Amendment 4 in the names of the quartet of the noble Lords, Lord Paddick and Lord Kirkhope of Harrogate, the noble and learned Lord, Lord Etherton, and myself goes further. It does not just remove subsection (5); it replaces the whole of Clause 1 with the requirement that this legislation shall not require violation of any of the key international legal obligations that we fear would otherwise be violated by it, namely the 1950 European Convention on Human Rights, the 1951 UN refugee convention, the 1961 UN Convention on the Reduction of Statelessness, the 1989 UN Convention on the Rights of the Child and the 2005 Council of Europe Convention on Action against Trafficking in Human Beings. I am very proud to stand with noble Lords from four corners of the Committee whose experience includes high-level legal adjudication, law enforcement, and Home Office ministerial duty. What brings the senior judge, police officer, Conservative former Immigration Minister, and human rights lawyer together around the amendment is our desire that the United Kingdom remains committed to the international rule of law.

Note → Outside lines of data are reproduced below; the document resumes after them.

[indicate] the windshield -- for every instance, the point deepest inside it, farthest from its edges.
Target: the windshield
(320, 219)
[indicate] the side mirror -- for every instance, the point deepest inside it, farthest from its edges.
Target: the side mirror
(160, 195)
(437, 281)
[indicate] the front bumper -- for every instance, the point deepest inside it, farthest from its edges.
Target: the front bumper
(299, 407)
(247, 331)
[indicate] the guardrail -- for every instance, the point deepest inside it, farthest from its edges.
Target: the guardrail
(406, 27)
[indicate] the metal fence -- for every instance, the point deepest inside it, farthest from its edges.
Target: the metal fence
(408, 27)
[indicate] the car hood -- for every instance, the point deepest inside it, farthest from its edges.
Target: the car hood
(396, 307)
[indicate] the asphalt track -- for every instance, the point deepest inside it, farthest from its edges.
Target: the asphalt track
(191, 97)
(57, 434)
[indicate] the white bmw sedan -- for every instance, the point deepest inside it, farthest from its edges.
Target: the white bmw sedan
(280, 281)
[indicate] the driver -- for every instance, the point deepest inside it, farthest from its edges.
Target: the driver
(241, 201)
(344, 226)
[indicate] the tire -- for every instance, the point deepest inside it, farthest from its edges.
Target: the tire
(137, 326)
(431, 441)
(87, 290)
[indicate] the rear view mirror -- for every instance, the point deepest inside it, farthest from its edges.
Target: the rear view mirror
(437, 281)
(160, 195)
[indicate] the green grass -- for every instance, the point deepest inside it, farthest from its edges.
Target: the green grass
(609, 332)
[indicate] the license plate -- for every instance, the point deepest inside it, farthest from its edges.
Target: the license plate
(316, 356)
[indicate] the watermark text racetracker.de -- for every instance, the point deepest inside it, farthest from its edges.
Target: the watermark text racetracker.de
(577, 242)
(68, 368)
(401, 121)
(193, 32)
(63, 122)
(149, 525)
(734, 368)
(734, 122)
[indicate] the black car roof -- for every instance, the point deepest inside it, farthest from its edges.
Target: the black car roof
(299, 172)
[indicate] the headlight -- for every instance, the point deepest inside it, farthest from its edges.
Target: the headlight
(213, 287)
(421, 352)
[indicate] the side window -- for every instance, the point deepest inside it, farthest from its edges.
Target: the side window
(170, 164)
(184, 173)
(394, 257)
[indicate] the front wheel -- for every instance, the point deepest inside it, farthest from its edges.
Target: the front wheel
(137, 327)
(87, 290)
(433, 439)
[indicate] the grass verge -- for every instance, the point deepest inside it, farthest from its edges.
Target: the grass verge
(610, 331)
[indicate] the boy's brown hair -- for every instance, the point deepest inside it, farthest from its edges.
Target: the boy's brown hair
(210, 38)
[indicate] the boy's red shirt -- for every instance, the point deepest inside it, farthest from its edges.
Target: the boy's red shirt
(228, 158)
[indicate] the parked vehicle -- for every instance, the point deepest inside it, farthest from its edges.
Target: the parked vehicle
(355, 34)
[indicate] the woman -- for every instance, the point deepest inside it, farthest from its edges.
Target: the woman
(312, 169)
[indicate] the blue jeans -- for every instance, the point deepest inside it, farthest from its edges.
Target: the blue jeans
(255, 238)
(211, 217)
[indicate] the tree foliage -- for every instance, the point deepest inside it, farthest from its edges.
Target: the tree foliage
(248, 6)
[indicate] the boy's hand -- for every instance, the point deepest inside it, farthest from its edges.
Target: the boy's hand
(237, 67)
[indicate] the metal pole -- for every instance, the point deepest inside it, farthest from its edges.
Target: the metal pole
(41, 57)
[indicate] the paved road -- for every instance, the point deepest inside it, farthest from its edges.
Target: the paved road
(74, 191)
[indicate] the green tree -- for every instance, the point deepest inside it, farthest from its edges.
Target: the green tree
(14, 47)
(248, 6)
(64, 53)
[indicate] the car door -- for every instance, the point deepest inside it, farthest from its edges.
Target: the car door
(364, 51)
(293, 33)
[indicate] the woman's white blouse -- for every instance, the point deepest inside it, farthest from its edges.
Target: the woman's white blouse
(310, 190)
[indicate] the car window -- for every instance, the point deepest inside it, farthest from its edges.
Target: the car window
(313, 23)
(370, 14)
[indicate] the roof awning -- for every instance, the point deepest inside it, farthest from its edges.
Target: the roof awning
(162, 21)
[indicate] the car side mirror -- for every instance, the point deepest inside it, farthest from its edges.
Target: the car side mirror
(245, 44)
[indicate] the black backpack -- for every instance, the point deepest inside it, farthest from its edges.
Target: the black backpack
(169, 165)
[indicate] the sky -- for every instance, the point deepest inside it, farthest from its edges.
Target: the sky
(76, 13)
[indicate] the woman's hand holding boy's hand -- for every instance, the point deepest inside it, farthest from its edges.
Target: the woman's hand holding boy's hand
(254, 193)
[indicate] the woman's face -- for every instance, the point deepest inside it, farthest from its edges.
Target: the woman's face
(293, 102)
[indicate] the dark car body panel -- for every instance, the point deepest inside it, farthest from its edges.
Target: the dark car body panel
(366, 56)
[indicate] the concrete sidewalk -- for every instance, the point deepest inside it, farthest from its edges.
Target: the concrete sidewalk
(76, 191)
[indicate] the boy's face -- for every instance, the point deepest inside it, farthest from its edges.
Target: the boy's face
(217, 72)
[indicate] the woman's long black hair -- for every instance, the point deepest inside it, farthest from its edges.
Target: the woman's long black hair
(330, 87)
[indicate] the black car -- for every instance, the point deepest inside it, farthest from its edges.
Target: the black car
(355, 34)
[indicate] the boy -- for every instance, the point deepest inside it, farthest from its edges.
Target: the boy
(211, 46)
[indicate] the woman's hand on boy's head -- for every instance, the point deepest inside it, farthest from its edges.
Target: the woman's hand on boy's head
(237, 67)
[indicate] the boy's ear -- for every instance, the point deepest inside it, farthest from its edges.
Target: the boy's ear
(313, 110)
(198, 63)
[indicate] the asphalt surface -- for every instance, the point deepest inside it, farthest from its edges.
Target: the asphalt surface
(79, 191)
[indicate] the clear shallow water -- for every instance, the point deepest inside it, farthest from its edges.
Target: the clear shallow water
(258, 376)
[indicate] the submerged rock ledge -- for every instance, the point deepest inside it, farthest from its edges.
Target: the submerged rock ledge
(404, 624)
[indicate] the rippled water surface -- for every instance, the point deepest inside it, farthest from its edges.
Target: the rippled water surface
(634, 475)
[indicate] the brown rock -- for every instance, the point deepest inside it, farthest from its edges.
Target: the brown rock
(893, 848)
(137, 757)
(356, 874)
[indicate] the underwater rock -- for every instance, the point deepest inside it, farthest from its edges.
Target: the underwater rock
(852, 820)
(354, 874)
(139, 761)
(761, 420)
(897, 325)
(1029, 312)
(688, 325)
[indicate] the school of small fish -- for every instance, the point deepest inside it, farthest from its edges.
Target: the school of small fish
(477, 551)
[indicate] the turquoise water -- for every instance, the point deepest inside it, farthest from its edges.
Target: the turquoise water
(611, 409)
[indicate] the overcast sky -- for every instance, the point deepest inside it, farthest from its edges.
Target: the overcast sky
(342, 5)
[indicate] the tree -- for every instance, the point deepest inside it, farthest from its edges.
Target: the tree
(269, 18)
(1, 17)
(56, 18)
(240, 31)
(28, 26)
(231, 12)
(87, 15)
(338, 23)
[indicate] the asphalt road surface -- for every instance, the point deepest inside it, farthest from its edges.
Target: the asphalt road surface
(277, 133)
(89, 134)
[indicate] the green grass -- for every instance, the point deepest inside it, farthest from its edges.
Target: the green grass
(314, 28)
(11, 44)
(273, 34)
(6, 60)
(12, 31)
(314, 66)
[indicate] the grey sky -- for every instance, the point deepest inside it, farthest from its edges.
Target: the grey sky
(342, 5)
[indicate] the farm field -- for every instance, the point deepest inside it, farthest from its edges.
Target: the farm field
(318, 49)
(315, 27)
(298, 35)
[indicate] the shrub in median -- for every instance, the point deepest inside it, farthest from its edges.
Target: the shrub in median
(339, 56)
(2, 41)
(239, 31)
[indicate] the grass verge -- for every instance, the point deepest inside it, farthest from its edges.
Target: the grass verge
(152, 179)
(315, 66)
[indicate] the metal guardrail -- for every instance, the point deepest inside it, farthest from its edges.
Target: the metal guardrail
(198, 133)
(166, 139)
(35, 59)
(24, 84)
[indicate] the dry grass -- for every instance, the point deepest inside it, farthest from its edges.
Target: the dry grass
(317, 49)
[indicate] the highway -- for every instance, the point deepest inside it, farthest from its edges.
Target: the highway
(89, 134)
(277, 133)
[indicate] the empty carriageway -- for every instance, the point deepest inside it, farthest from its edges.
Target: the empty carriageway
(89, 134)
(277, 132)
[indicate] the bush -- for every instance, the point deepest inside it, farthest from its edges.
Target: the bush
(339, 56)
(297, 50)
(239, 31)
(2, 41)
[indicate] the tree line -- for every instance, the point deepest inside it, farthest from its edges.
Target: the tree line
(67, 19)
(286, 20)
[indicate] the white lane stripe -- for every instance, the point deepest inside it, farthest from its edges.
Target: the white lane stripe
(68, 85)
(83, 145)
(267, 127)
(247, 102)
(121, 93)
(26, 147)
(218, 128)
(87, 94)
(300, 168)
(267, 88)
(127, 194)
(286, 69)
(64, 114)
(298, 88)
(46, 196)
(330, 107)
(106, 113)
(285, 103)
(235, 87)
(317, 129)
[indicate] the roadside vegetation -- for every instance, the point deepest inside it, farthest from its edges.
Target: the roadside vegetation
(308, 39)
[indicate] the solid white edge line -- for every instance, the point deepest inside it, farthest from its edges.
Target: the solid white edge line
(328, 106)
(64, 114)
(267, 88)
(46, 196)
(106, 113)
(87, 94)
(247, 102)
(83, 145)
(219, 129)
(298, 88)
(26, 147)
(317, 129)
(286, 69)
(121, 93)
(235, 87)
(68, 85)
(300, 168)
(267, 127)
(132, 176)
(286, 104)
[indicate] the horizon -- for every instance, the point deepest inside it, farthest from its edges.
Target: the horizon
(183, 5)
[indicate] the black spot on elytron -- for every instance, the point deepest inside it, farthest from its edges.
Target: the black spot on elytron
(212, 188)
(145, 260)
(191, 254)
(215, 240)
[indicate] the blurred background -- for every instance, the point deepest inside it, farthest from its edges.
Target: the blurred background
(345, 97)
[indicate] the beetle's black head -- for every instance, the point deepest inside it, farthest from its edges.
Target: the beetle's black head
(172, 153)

As we heard, last week, alongside other European leaders, the Prime Minister signed the Reykjavík declaration. It begins:
“We, Heads of State and Government, have gathered in Reykjavík on 16 and 17 May 2023 to stand united against Russia’s war of aggression against Ukraine and to give further priority and direction to the Council of Europe’s work … We reaffirm our deep and abiding commitment to the European Convention on Human Rights and the European Court of Human Rights (ECHR) as the ultimate guarantors of human rights across our continent, alongside our domestic democratic and judicial systems. We reaffirm our primary obligation under the Convention to secure to everyone within our jurisdiction the rights and freedoms defined in the Convention in accordance with the principle of subsidiarity, as well as our unconditional obligation to abide by the final judgments of the European Court of Human Rights in any case to which we are Parties”.
Mr Sunak said:
“We remain a proud European nation. And we must work together to defend the values we all hold so dear … Because we know what we can achieve together. Just look at this Council’s extraordinary legacy: protecting human rights, abolishing the death penalty in Europe, supporting media freedom and championing democracy across Central and Eastern Europe after the Cold War”.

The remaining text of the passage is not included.